Then I gave a projection of the approximate record a major conference should have had against that schedule. The first one I list is Alabama/Washington. Since it’s champion vs. champion, that’s a tossup. So the SEC should have expected ½ of a win (or .5). The SEC should have expected 0 from Arkansas/Virginia Tech, so that isn’t listed. If the SEC team had a better conference record in any matchup by more than half a game, that game would have projected 1 win. No such game took place.

So there were 6 approximately 50/50 games, and the SEC won 6 games. An average P5 conference would have only won 3.

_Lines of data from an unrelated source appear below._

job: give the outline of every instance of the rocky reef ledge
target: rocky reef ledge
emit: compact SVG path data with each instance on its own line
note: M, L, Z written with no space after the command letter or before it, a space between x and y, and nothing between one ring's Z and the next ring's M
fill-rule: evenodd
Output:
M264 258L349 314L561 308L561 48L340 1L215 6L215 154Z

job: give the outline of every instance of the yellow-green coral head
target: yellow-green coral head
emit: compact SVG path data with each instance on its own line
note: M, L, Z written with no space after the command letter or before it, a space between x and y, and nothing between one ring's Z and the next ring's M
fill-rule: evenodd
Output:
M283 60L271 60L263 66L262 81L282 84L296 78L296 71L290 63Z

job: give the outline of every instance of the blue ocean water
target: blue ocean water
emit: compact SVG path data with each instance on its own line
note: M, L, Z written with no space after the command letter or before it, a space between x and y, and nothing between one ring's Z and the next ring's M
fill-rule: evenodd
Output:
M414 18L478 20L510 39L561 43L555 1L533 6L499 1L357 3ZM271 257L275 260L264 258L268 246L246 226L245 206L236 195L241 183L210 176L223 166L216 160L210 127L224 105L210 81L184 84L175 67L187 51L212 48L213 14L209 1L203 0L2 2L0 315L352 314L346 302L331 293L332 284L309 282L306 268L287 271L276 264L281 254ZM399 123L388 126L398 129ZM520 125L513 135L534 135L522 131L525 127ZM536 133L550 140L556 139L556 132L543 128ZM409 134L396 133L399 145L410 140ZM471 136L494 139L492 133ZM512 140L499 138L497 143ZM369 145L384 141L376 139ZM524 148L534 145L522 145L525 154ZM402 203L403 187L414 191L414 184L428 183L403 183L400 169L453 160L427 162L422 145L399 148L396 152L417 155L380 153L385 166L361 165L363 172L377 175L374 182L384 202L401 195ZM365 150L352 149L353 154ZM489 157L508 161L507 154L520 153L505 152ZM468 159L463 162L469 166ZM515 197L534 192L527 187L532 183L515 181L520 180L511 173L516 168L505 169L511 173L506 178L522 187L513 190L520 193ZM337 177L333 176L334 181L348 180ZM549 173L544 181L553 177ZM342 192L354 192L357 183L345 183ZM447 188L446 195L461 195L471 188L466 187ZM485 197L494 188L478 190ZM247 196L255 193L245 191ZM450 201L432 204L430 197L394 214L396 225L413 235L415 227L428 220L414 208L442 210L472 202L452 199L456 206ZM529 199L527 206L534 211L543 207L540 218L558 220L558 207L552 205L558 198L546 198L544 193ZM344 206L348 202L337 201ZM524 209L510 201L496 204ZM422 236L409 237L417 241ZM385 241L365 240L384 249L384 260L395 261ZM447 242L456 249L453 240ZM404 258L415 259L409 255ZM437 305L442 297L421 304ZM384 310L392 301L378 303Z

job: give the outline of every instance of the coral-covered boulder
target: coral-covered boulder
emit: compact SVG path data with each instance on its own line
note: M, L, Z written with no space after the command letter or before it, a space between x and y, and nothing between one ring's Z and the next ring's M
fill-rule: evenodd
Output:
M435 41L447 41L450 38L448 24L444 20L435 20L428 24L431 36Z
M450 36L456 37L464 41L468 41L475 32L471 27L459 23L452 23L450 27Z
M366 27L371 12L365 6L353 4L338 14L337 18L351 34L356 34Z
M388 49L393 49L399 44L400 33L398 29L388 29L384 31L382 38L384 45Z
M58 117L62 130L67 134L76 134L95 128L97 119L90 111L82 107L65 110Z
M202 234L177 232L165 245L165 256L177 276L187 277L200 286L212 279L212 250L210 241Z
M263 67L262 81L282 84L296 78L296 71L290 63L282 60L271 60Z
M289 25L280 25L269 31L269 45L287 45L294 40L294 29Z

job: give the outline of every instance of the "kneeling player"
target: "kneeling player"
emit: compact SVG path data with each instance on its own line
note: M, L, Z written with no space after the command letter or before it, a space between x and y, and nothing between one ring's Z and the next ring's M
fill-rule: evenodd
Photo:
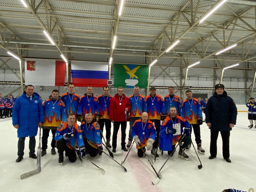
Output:
M147 146L147 150L151 151L151 156L154 158L155 156L158 157L159 156L156 152L158 142L158 138L156 137L156 131L153 123L148 120L148 118L147 113L142 113L141 119L136 121L132 125L132 136L137 145L137 153L139 157L142 157L144 154L140 149L139 142L144 151L146 151L145 147Z
M184 142L183 145L180 146L178 157L188 161L188 156L185 153L185 149L191 141L189 137L190 124L185 119L176 115L175 107L170 107L169 112L170 116L166 118L161 125L159 138L160 148L163 151L168 151L168 155L171 155L174 150L176 144L182 137L183 128L184 127L184 133L186 135L181 141ZM180 130L180 134L173 135L177 130Z
M54 139L57 141L56 147L58 150L60 163L62 164L64 161L64 151L69 161L76 161L76 154L74 149L76 145L79 147L80 157L84 157L86 154L82 131L79 125L75 123L75 119L74 114L69 113L67 116L68 122L60 125L56 131Z
M86 122L84 122L82 123L81 128L83 131L84 143L86 151L92 157L98 154L101 155L103 148L100 125L92 118L91 113L87 113L85 116Z

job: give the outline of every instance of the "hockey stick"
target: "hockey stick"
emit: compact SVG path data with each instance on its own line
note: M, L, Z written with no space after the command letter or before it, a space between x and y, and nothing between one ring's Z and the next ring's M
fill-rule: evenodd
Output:
M106 153L106 152L105 152L105 151L102 151L102 152L103 153L105 153L105 154L106 154L108 156L109 156L109 157L110 158L111 158L111 159L112 159L113 160L114 160L114 161L115 161L116 162L116 163L117 163L118 164L119 164L119 165L121 165L121 166L122 167L123 167L124 168L124 171L125 171L125 172L127 172L127 170L126 170L126 168L125 167L124 167L124 166L123 166L121 164L120 164L120 163L119 163L118 162L117 162L117 161L116 161L116 160L115 160L115 159L114 159L114 158L113 158L113 157L111 157L111 156L110 156L109 155L108 155L108 154L107 154L107 153Z
M83 160L82 160L82 159L81 159L81 158L79 156L79 155L78 155L78 152L77 151L77 150L75 148L73 148L73 147L72 147L72 146L71 146L70 145L69 145L69 146L70 146L70 147L71 147L72 148L73 148L73 149L75 149L75 150L76 151L76 154L77 154L77 155L78 156L78 157L79 157L79 159L80 159L80 160L81 160L81 161L82 161L82 161L83 161ZM90 161L90 162L91 163L92 163L92 164L94 164L94 165L95 165L95 166L96 166L97 167L98 167L98 168L99 168L99 169L100 169L100 170L102 170L102 171L104 171L104 172L105 172L105 171L104 171L104 170L103 169L102 169L102 168L101 168L101 167L99 167L99 166L98 166L98 165L96 165L96 164L94 164L94 163L93 163L93 162L92 162L91 161L90 161L90 159L87 159L87 158L86 157L84 157L84 158L85 159L86 159L86 160L88 160L88 161Z
M127 153L127 154L126 155L125 158L124 158L124 161L122 161L122 162L121 163L121 165L122 165L124 163L124 161L125 161L125 159L126 159L126 158L127 158L127 156L128 156L128 154L129 154L129 153L130 153L130 151L131 151L131 149L132 148L132 145L133 145L133 143L134 143L134 141L133 141L133 142L132 142L132 145L131 146L131 147L130 147L130 148L129 149L129 150L128 151L128 153Z
M251 126L251 127L250 127L250 129L252 127L253 127L253 116L252 115L252 106L251 106L251 107L252 108L252 126Z
M193 145L193 147L194 148L194 149L195 149L195 151L196 151L196 155L197 156L197 157L198 157L198 160L199 160L199 162L200 162L200 164L198 166L197 166L197 167L199 169L202 169L202 167L203 167L203 165L202 165L202 163L201 163L201 161L200 161L200 159L199 158L199 157L198 156L198 155L197 155L197 153L196 152L196 148L195 148L195 146L194 146L194 144L193 144L193 142L192 142L192 140L191 140L191 143L192 143L192 145Z
M66 144L67 144L67 145L68 145L68 146L70 147L71 148L72 148L72 149L73 149L74 150L76 151L76 154L77 155L77 156L78 156L78 158L79 158L79 159L80 160L80 161L81 161L81 162L83 162L83 159L82 159L82 158L81 158L81 157L80 157L80 156L79 156L79 152L78 152L78 151L77 151L77 150L76 149L76 148L73 147L68 143L66 143Z
M20 175L20 179L24 179L36 175L41 172L41 128L39 132L39 146L37 148L37 157L36 159L36 169L24 173Z
M156 163L156 154L157 154L157 149L158 149L158 147L156 148L156 156L155 156L155 159L154 160L154 163Z
M165 164L166 164L166 162L167 162L167 161L168 161L168 160L169 159L169 158L170 158L170 157L171 156L172 156L172 154L173 154L173 153L174 152L174 151L175 151L175 150L176 149L176 148L177 148L178 147L178 146L179 146L180 145L180 142L181 142L181 141L182 140L182 139L183 139L183 138L184 138L184 137L185 136L185 135L186 135L186 134L184 134L184 135L183 135L183 136L182 136L182 137L181 138L181 139L180 139L180 142L179 142L178 143L178 145L177 145L176 146L176 147L175 147L175 148L174 148L174 149L173 150L173 151L172 151L172 153L171 153L171 154L170 154L170 155L169 156L169 157L168 157L168 158L167 158L167 159L166 159L166 160L165 160L165 162L164 162L164 164L163 164L163 165L162 166L162 167L161 167L161 168L160 168L160 170L159 170L159 171L158 171L158 172L157 173L158 173L158 175L159 175L159 176L160 177L160 179L161 179L161 178L162 178L162 174L161 174L161 173L160 172L160 171L161 171L161 170L162 170L162 169L164 167L164 165L165 165ZM153 181L152 181L152 182L155 182L155 183L156 183L156 182L157 182L157 181L158 181L158 182L159 182L159 181L160 181L160 180L159 180L158 181L158 180L159 180L158 179L158 178L156 178L156 179L155 179L155 180L153 180ZM156 183L156 184L157 184L157 183Z
M102 143L102 144L103 145L103 146L104 147L105 147L105 148L107 148L107 149L108 149L108 147L106 146L105 145L105 144L104 144L104 143ZM109 155L110 155L111 157L112 156L110 155L110 154L113 155L113 156L115 156L115 157L116 156L118 157L119 156L123 156L123 155L124 155L124 153L123 153L123 152L122 152L121 153L113 153L111 151L110 151L110 150L109 150L109 149L108 149L108 153L109 154Z
M139 142L139 144L140 145L140 148L141 149L141 150L143 152L143 153L144 153L144 155L145 155L145 156L146 156L146 157L148 159L148 162L149 162L149 163L151 165L151 166L152 167L152 168L153 168L153 169L154 170L154 171L156 173L156 176L157 176L157 180L156 180L155 181L155 180L153 180L152 181L152 183L153 183L153 185L156 185L156 184L157 184L157 183L158 183L159 182L159 181L160 181L160 177L159 177L159 176L158 175L158 174L157 174L157 173L156 172L156 169L155 169L155 168L154 167L154 166L153 166L153 165L152 164L152 163L151 163L151 162L150 161L150 160L149 160L149 159L148 158L148 156L147 156L147 155L146 155L146 153L145 153L145 152L144 151L144 150L143 150L143 149L142 148L142 147L141 147L141 144L140 144L140 143ZM154 182L155 181L156 182Z

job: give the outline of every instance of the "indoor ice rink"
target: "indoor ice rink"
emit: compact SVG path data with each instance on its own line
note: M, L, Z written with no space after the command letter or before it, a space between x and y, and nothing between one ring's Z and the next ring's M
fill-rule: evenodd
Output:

watch-sec-football-online-e1374758489890

(2) SEC
Alabama #1 8-0 W, Washington #1 8-1
Florida #2 6-2 W, Iowa #5 6-3
Auburn #3 5-3 L, Oklahoma #1 9-0
LSU #4 5-3 W, Louisville #2 7-1
Texas A&M #5 4-4 L, Kansas St. #4 6-3
Tennessee #6 4-4 W, Nebraska #6 6-3
Georgia #7 4-4 W, TCU #5 4-5
Kentucky #8 4-4 L, Georgia Tech #8 4-4
Arkansas #9 3-5 L, Virginia Tech #3 6-2
South Carolina #10 3-5 L, South Florida #2 7-1
Vanderbilt #11 3-5 L, N.C. State #9 3-5
Mississippi State #12 3-5 W, Miami U. #4 6-2

The AAC had a very good year (before the bowls), and South Florida lost only one game in conference with wins over Navy and Houston. The non-conference team who beat the Bulls just won the Orange Bowl. The 10th SEC team losing to them in overtime is not in any way a black mark on the SEC, and I’d say that if it were any other conference.

The rest were all against power-5 opponents. If the SEC were an average conference, it would have only been expected to win about 3 bowl games. See below for explanation.

I would have liked to have seen Vanderbilt and Kentucky do better, but both overachieved by making bowl games at all. As I’ve mentioned before, even the two non-bowl teams had decent resumes that included multiple wins over eventual bowl teams.

SEC 52-34 (.605) #6.5
All 72-30 (.706) #4.17
P5 59-27 (.686) #4.4

Texas A&M wasn’t nearly as good of a team later in the season as earlier, but I put them first among the 4-4 teams because of their early-season overtime win over Tennessee. But no other team had as big of a swing as Miami U., which started 0-6 and entered the bowl game at 6-6. So when projecting how many the SEC should have won, it’s really hard to know how to treat that one, so
I’ll just say that was 50/50.

Hopefully you get the idea when I do this for other conferences below.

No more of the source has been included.